Chapitre XIV
Empire de Ki, une semaine plus tard
Shazar avait insisté en boucle pour accompagner Xi, Loë et Phoe dans leur bout de fin de périple. Il avait tout autant persisté afin de comprendre le but initial de leur voyage, pourquoi Xi tirait une tronche d'enterrement, et la raison pour laquelle ils mettaient si abruptement fin à leurs plans.

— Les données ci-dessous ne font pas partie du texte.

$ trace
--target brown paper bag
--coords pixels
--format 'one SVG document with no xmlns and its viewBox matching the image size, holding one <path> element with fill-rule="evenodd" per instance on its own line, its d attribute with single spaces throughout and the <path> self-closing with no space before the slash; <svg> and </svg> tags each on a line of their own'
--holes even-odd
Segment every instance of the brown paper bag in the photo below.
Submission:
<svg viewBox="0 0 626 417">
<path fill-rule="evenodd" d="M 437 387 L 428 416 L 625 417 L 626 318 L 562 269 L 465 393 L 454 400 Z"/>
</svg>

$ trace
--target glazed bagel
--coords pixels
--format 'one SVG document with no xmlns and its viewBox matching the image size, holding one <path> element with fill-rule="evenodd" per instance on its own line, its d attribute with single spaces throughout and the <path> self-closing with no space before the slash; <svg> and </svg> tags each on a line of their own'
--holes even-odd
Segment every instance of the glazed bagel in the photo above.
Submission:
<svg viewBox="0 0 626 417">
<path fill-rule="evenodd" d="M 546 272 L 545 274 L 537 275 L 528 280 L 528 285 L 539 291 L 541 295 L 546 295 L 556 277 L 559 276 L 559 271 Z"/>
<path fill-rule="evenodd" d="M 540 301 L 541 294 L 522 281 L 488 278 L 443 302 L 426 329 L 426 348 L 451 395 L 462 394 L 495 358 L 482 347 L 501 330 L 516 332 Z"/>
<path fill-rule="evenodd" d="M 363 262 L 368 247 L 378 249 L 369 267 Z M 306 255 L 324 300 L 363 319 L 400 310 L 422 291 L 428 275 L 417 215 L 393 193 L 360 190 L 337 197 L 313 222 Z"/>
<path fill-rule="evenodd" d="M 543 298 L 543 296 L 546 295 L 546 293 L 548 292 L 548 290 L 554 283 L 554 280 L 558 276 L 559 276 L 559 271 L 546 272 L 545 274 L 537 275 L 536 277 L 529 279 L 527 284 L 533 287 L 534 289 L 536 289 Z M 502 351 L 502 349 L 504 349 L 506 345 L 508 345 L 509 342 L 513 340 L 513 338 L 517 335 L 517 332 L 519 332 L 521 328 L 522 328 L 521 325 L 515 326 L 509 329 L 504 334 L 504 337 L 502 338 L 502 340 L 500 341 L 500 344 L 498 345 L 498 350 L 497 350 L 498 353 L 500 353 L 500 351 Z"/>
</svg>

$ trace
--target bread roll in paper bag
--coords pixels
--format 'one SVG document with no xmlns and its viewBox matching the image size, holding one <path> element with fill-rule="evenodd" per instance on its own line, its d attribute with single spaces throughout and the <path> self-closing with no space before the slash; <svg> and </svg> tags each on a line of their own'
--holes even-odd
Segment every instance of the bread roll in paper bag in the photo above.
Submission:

Il était désormais sur le cul – littéralement, puisqu'ils s'étaient installés dans une auberge. Mais son pauvre cerveau n'en menait pas large.
— Elle va défier les Dieux et voir le Diable ? répéta-t-il tout bas, estomaqué, en désignant Xi. Elle est tarée ! Xi, t'es tarée !
Sa voix mourut dans la foule vive animant le rez-de-chaussée de la taverne. Il faisait sacrément chaud, ici ; les quatre voyageurs avaient dû se serrer dans un coin, autour d'une table à peine assez grande pour deux. Ils n'avaient débouché que trois tabourets : Phoe s'était assise sur les genoux de Xi, et étudiait la rue plongée dans la nuit.
La Xi en question, elle, mangea un bout de viande séchée avec peu d'amabilité.
— C'est pas toi qu'a perdu une proche sous tes yeux, dès ton enfance ! Et, quel hasard, pile au moment où je causais du Diable. C'est arrivé deux fois.
Elle serra le poing sur son verre de terre cuite, pour de bon colérique.
— Deux putains de fois, par une putain de calèche, conduite par la putain de même femme ! Tu trouves ça normal ?!
— Ça ne l'est pas, mais de là à blâmer les Enfers et les Cieux..., hésita-t-il.
— Tu les as vus. Ils ont créé une tempête de malade – des troncs ont même volé. Ça aurait pu nous tuer. Toi qu'as habité dans la forêt, tu vas pas me dire que c'est naturel !
Sur ses cuisses, Phoe resserra sa prise sur son propre poignet. Elle se comportait bien étrangement, depuis que Xi l'avait approchée après l'orage, et lui avait inspecté les bras. Elles deux portent une tresse, et s'en sont coupées une. Mais Xi, elle l'a fait pour une amie disparue ; Phoe a dû se sentir bien embarrassée, lorsqu'elle a découvert que leur situation se ressemblait...
— Non, ce n'est pas naturel, céda-t-il. Mais c'est aussi une preuve que tu ne dois pas y aller.
Elle le fusilla du regard avec tant d'intensité qu'il manqua de reculer.
— Je le pense vraiment ! se précipita-t-il. C'est pour ton bien !
— J'ai passé sept ans dans l'École Martiale de la Capitale pour être prête. J'étais à ça de gagner le tournoi. Tout ce temps, afin d'aller voir le Diable. Je n'abandonnerai pas maintenant, cracha-t-elle.
C'est une vraie tête de mule. Loë, fais un truc ! Néanmoins, Loë ne se concentrait plus que sur sa plâtrée. Shazar ne l'avait jamais vu arborer un air aussi grave. Il devait se faire un sang d'encre pour son amie d'enfance.
Alors, il se tourna vers Phoe ; mais naturellement, cette dernière ne tirait pas meilleure mine. Sa main ne cramponnant pas son poignet était posée sur l'avant-bras de Xi, qui enserrait sa taille le plus naturellement du monde. Elles n'allaient pas se lâcher... Et c'est une bonne chose, réalisa-t-il. Pour Xi, Phoe peut être une excellente raison de rester !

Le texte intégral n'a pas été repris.